Callose-Regulated Symplastic Communication Coordinates Symbiotic Root Nodule Development

Abstract

The formation of nitrogen-fixing nodules in legumes involves the initiation of nodule organogenesis in the root cortex, which is tightly synchronized, with symbiotic rhizobial infection in the epidermis. In this study, we provide evidence that symplastic communication, regulated by callose turnover at plasmodesmata (PD), is important for coordinating nodule development and infection in Medicago truncatula. Here we show that nodule organogenesis involves degradation of callose and the induced expression of a novel PD-associated callose-degrading enzyme (MtBG2) in inner root tissues where nodule initiates. MtBG2 is PD-localized and reduces PDcallose levels when constitutively expressed in roots. Spatio-temporal analyses revealed that MtBG2 expression expands from dividing nodule initials to rhizobial-colonized cortical and epidermal tissues. As shown by the transport of fluorescent molecules in vivo, symplastic-connected domains are created in these rhizobial-colonized tissues.

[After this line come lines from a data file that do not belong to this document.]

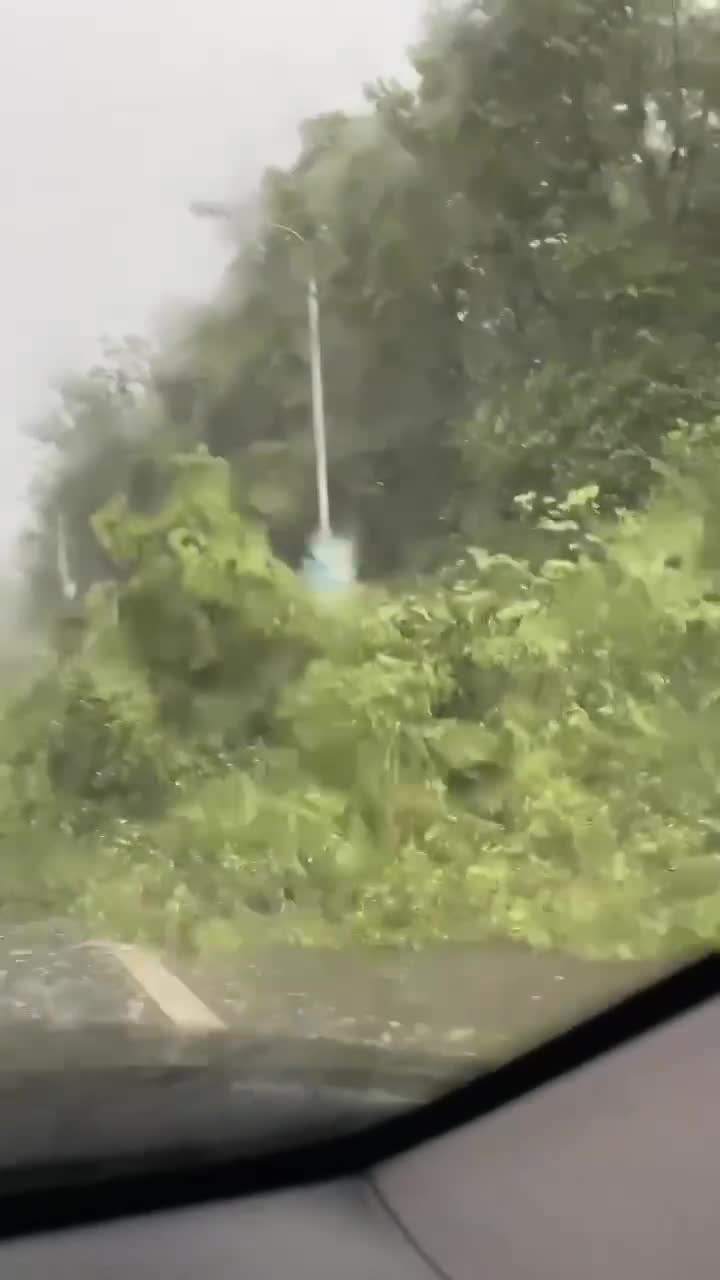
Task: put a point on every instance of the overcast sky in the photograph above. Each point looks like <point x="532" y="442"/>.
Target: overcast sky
<point x="113" y="115"/>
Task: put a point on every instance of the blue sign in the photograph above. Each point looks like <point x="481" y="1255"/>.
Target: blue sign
<point x="331" y="563"/>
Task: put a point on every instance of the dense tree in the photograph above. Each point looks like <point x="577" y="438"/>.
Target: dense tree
<point x="519" y="269"/>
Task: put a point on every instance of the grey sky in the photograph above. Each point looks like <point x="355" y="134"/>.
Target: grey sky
<point x="113" y="115"/>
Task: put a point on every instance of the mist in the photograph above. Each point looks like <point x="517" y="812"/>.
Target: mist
<point x="113" y="119"/>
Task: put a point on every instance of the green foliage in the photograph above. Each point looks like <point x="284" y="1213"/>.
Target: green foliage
<point x="510" y="750"/>
<point x="514" y="730"/>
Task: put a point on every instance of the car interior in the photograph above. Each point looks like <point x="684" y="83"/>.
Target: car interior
<point x="592" y="1155"/>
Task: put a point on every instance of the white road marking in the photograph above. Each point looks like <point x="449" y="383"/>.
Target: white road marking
<point x="180" y="1005"/>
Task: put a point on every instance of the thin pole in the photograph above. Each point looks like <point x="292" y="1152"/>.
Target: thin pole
<point x="318" y="408"/>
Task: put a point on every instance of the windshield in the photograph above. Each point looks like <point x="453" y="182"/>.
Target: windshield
<point x="359" y="661"/>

These findings highlight that progressive degradation of PD-callose, driven in part by the upregulation of MtBG2, creates symplastic domains during sequential nodule developmental stages. Interfering with symplastic connectivity in rhizobial-infected tissues led to drastic nodulation phenotypes. Indeed, enhancing or blocking it by the controlled expression of PD-localized β- 1,3-glucanases (including MtBG2) or a hyperactive callose synthase, led to enhanced or reduced numbers of colonized nodules respectively. Obstructing symplastic connectivity appears to block the transmission of a diffusible signal required for the expression of Nodule Inception (NIN) in the cortex, while epidermal NIN expression is maintained. We conclude that symplastic communication between cells is proactively enhanced by rhizobia and this is necessary to allow appropriate coordination of bacterial infection and nodule development.